Claim 3: \(CKT-SAT \leq 3-SAT\)

Proof: We encode C as a set of constraints as follows. For each node \(v_i\) of C, we have a corresponding variable \(z_i\) in our formula \(\phi\). If node \(v_i\) is an AND of nodes \(v_j, v_k\), then we add the follow constraint to \(\phi\).

\[z_i = (z_j \wedge z_k)\]

This can be written in 3-CNF form as

\[(\neg z_i \vee \neg z_j \vee z_k) \wedge (\neg z_i \vee z_j \vee \neg z_k) \wedge (\neg z_i \vee z_j \vee z_k) \wedge (z_i \vee \neg z_j \vee \neg z_k)\]

We can encode OR, NOT gates similarly. Finally, if \(v_i\) is the output node of C, then we add the clause \((z_i)\) to \(\phi\). Then, \(\phi\) is satisfiable iff C is satisfiable. This construction implies that being able to decide whether 3-CNF formulas are satisfiable is at least as hard as deciding circuit satisfiability. Thus, 3-SAT is NP-hard. \(\blacksquare\)

The arguments here “encodes” each computation in NP first as a circuit, then as a set of 3-SAT constraints. The fact that we can always encode in this way is the reason for hardness.


(**) Returning to our question, notice that a constraint of size 3 is the smallest size constraint we can use to encode NP computations. The basic building block of a circuit are AND, OR, and NOT gates, and at minimum, we need to be able to encode these as constraints to encode an arbitary circuit (and by extension, an NP-computation). AND and OR gates impose constraints over 3 variables: the two inputs, and the output. Thus, only a CSP with constraints of size at least 3 can encode arbitrary circuits. Size-2 constraints aren’t sufficiently “complex” to capture whether an arbitrary circuit is satisfiable. This is why 3-SAT can encode NP-computations while 2-SAT cannot.

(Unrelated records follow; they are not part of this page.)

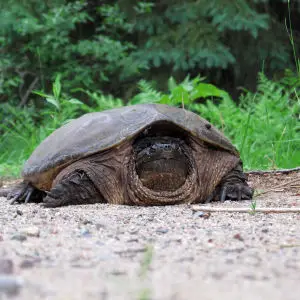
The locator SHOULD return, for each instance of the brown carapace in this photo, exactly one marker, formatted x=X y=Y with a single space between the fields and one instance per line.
x=146 y=154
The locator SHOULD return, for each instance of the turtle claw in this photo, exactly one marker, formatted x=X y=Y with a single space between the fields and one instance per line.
x=24 y=192
x=236 y=192
x=223 y=193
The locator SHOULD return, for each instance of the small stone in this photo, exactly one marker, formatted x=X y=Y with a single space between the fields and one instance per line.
x=237 y=236
x=19 y=212
x=6 y=266
x=31 y=231
x=85 y=232
x=19 y=237
x=100 y=225
x=162 y=230
x=10 y=285
x=202 y=214
x=86 y=221
x=27 y=264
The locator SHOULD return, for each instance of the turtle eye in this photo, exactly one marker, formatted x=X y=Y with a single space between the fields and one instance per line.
x=167 y=147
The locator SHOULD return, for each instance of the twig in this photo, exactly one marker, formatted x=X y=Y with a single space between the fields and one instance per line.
x=245 y=210
x=283 y=171
x=277 y=186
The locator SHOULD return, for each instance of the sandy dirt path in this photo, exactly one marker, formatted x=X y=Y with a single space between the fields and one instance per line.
x=116 y=252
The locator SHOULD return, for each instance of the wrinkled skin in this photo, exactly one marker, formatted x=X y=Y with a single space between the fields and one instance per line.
x=148 y=171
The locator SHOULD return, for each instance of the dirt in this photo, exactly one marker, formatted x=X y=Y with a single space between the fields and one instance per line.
x=118 y=252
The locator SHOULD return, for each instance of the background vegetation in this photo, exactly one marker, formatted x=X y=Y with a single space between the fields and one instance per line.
x=59 y=59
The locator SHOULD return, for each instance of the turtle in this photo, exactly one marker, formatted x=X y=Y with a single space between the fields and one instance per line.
x=144 y=154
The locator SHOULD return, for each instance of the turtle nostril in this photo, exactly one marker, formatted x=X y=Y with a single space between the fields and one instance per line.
x=167 y=147
x=152 y=150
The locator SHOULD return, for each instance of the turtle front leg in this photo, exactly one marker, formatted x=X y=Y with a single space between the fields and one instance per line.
x=233 y=186
x=24 y=192
x=74 y=188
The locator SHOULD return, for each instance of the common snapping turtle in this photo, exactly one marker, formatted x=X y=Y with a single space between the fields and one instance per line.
x=147 y=154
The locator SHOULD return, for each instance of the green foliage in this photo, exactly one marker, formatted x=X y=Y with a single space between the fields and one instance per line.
x=265 y=126
x=111 y=45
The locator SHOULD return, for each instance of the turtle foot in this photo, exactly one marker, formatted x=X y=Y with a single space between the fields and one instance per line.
x=233 y=186
x=24 y=192
x=236 y=192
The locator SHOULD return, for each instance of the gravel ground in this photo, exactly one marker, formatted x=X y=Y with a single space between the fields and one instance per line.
x=116 y=252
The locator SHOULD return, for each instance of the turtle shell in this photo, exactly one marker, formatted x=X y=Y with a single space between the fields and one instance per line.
x=99 y=131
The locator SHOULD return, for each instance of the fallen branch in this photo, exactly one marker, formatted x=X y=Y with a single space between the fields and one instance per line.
x=245 y=210
x=277 y=186
x=282 y=171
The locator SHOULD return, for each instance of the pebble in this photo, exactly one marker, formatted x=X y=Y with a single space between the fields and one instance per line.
x=19 y=237
x=86 y=221
x=201 y=214
x=162 y=230
x=85 y=232
x=10 y=285
x=6 y=266
x=100 y=225
x=27 y=264
x=19 y=212
x=237 y=236
x=31 y=231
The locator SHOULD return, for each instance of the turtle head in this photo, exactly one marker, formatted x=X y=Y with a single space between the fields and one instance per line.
x=161 y=162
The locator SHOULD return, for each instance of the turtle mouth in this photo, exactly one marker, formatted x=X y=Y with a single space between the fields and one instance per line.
x=161 y=163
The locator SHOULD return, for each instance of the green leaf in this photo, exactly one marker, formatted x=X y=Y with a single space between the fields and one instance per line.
x=75 y=101
x=57 y=87
x=205 y=90
x=171 y=83
x=53 y=101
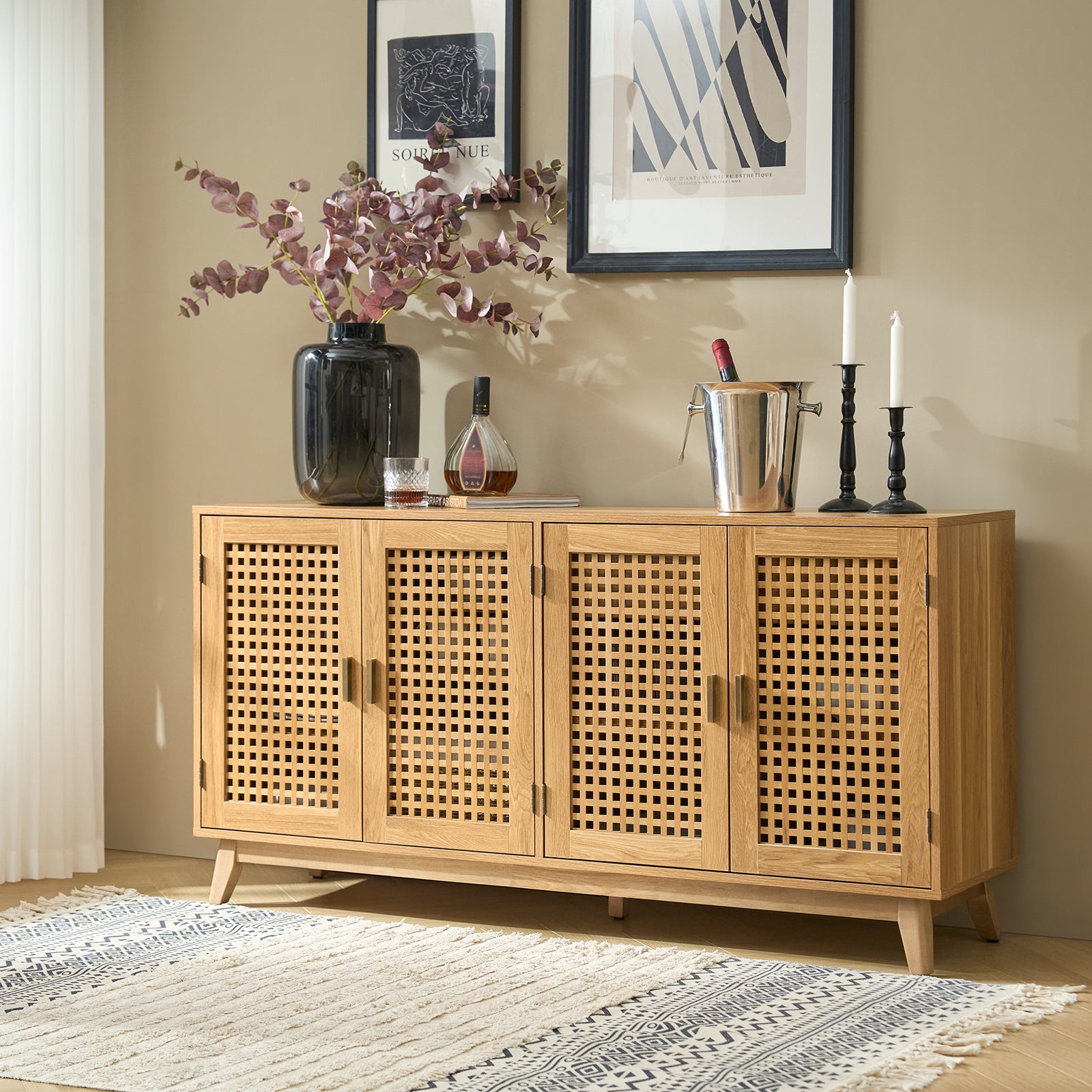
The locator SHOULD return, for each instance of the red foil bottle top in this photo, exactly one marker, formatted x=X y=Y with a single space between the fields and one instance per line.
x=724 y=363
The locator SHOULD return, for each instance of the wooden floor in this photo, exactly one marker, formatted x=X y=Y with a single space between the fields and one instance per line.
x=1052 y=1057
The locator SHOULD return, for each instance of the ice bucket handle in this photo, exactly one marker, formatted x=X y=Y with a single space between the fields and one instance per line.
x=691 y=411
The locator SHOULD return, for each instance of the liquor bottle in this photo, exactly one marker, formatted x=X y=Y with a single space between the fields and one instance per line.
x=480 y=461
x=724 y=364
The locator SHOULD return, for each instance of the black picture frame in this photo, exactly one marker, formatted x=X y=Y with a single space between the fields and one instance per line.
x=839 y=255
x=513 y=53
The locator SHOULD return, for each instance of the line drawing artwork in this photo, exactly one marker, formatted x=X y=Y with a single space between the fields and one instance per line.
x=446 y=78
x=715 y=98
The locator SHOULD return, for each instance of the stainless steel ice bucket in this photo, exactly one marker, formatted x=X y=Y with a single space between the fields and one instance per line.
x=753 y=433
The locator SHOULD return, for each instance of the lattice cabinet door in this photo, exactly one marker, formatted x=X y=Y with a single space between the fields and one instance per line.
x=449 y=713
x=635 y=687
x=280 y=640
x=830 y=756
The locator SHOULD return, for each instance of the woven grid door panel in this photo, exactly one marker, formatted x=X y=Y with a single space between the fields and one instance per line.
x=636 y=686
x=449 y=698
x=456 y=730
x=282 y=685
x=828 y=706
x=284 y=713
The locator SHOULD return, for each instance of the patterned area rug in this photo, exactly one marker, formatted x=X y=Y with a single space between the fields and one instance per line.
x=113 y=990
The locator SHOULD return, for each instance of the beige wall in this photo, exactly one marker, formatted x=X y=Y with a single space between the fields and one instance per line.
x=972 y=218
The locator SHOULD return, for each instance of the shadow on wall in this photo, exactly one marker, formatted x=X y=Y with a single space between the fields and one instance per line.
x=1054 y=644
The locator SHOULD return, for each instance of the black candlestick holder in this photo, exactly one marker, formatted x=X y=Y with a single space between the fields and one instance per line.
x=897 y=504
x=848 y=500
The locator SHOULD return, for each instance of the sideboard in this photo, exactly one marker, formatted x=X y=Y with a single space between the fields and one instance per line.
x=800 y=713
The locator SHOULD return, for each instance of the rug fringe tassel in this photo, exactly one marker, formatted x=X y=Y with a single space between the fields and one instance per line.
x=74 y=900
x=934 y=1055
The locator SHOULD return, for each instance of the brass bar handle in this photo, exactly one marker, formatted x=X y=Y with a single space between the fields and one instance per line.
x=711 y=699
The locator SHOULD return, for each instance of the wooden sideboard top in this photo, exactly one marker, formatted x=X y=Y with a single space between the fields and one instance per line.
x=803 y=518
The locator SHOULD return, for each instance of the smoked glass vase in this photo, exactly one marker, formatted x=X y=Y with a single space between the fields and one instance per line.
x=356 y=400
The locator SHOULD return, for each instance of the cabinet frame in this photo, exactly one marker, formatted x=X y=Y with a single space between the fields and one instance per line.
x=970 y=637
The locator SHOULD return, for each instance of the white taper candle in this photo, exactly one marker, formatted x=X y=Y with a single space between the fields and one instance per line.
x=898 y=352
x=849 y=321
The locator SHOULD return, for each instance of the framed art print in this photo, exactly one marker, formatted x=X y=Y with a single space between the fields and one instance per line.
x=710 y=134
x=456 y=61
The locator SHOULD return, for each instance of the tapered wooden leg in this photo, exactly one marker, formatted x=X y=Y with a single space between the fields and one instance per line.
x=227 y=873
x=915 y=924
x=984 y=913
x=617 y=908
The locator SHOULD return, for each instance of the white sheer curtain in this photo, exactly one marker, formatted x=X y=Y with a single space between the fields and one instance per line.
x=51 y=438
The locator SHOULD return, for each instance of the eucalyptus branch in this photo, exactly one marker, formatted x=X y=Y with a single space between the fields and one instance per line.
x=403 y=242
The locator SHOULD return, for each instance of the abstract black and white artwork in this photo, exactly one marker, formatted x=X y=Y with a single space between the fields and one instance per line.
x=463 y=71
x=710 y=134
x=449 y=78
x=713 y=105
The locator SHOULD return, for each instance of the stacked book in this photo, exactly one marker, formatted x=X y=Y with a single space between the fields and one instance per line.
x=508 y=500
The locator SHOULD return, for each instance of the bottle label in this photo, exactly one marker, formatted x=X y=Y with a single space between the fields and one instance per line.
x=472 y=463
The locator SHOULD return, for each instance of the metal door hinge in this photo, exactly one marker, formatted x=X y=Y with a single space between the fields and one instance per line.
x=538 y=582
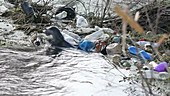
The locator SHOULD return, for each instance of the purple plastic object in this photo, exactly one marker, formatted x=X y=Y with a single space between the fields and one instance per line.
x=162 y=67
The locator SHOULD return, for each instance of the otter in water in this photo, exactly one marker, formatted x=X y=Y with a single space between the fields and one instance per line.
x=57 y=41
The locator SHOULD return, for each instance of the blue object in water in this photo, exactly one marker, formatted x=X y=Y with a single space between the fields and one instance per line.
x=116 y=39
x=132 y=50
x=162 y=67
x=86 y=45
x=144 y=54
x=27 y=8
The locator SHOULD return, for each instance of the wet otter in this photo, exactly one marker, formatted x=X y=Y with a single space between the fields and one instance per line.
x=57 y=41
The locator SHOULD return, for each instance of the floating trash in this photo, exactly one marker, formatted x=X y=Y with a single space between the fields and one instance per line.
x=162 y=67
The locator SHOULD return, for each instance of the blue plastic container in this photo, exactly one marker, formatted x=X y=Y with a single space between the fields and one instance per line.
x=162 y=67
x=27 y=8
x=86 y=45
x=145 y=55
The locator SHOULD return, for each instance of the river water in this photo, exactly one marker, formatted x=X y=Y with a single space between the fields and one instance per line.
x=70 y=73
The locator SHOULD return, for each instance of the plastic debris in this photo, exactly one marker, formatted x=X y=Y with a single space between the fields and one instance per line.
x=86 y=45
x=145 y=55
x=58 y=39
x=114 y=48
x=161 y=67
x=26 y=7
x=81 y=22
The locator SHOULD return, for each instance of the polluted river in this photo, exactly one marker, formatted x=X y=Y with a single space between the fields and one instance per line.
x=45 y=51
x=27 y=72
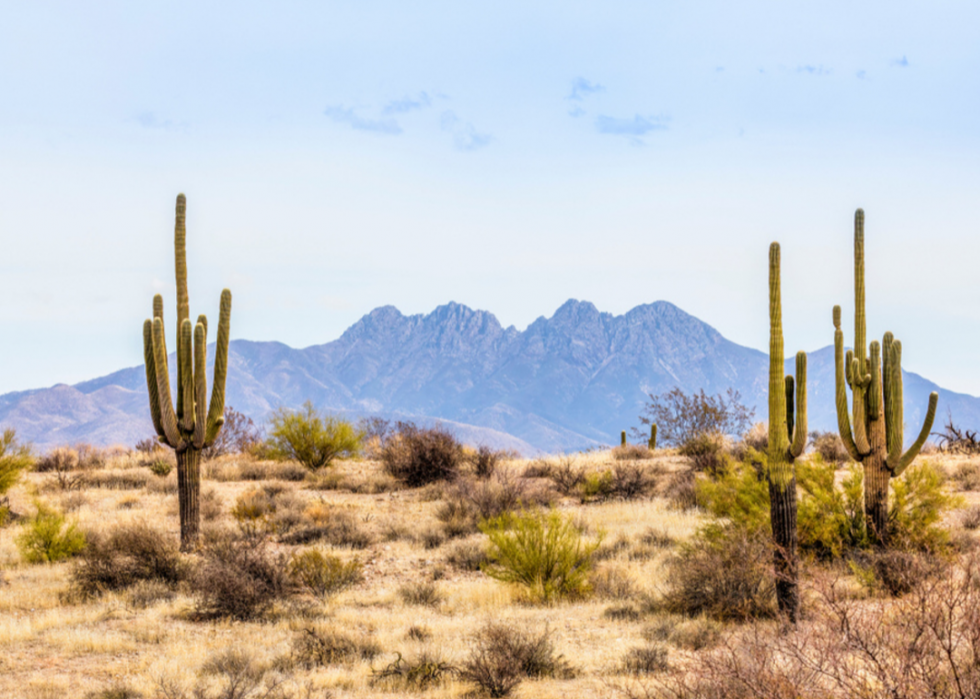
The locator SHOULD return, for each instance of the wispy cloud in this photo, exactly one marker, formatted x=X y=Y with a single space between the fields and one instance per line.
x=346 y=115
x=465 y=135
x=407 y=104
x=582 y=88
x=149 y=120
x=637 y=126
x=813 y=70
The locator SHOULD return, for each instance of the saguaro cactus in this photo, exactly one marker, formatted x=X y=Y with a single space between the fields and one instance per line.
x=193 y=425
x=786 y=442
x=878 y=437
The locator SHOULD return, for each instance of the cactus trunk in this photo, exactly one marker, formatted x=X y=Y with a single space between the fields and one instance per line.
x=787 y=438
x=193 y=425
x=188 y=494
x=874 y=434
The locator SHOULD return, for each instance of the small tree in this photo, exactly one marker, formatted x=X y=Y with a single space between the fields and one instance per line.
x=680 y=417
x=312 y=438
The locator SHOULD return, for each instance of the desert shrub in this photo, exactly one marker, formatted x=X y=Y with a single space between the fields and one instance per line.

Side Remark: What we showed above is not the canonical proof for the Cook-Levin Theorem, but the canonical proof illustrates the same ideas, though it takes longer to explain. On a high level, that proof encodes the tableaux of the verifier M as a 3-CNF formula. The tableaux is the “history of computation” of M, which tracks the configurations/states it was in at each timestep until it finished its computation. Intuitively, a CSP can be created to be satisfied given a valid tableaux, that was generated by a Turing machine. Because turing machines operate on a small number of inputs, these constraints are highly local and therefore encodable in a small number of variables each. In short, the nature of a Turing machine is that it only acts on a small number of bits at a time, enabling us to create a 3-CNF formula encoding whether it outputted 1 (i.e. verified a solution to an instance x in L).

Final Remarks

In wondering why 2-SAT does not capture the complexity of NP while 3-SAT does, we’ve provided a rough answer: circuits (or other models of computation) can only be described by constraints of size at least 3. These are exemplified by AND and OR gates, which at minimum have 2 inputs and one output. The natural follow up is: how is it that an arbitrary circuit (computing any function) can be expressed as a combination of AND, OR, and NOT gates? (And beyond classical computing, an analogous result also holds for quantum computing–see the Solovay-Kitaev Theorem). You can find these proofs on the internet.

To wrap up, the fact that arbitrary computations are comprised of simple, logical components is not only really interesting, it has far reaching consequences in Complexity. Simple individual components give rise to vast, collective complexity–like Von Neumann’s soldier-computer in the novel 3-Body (三体).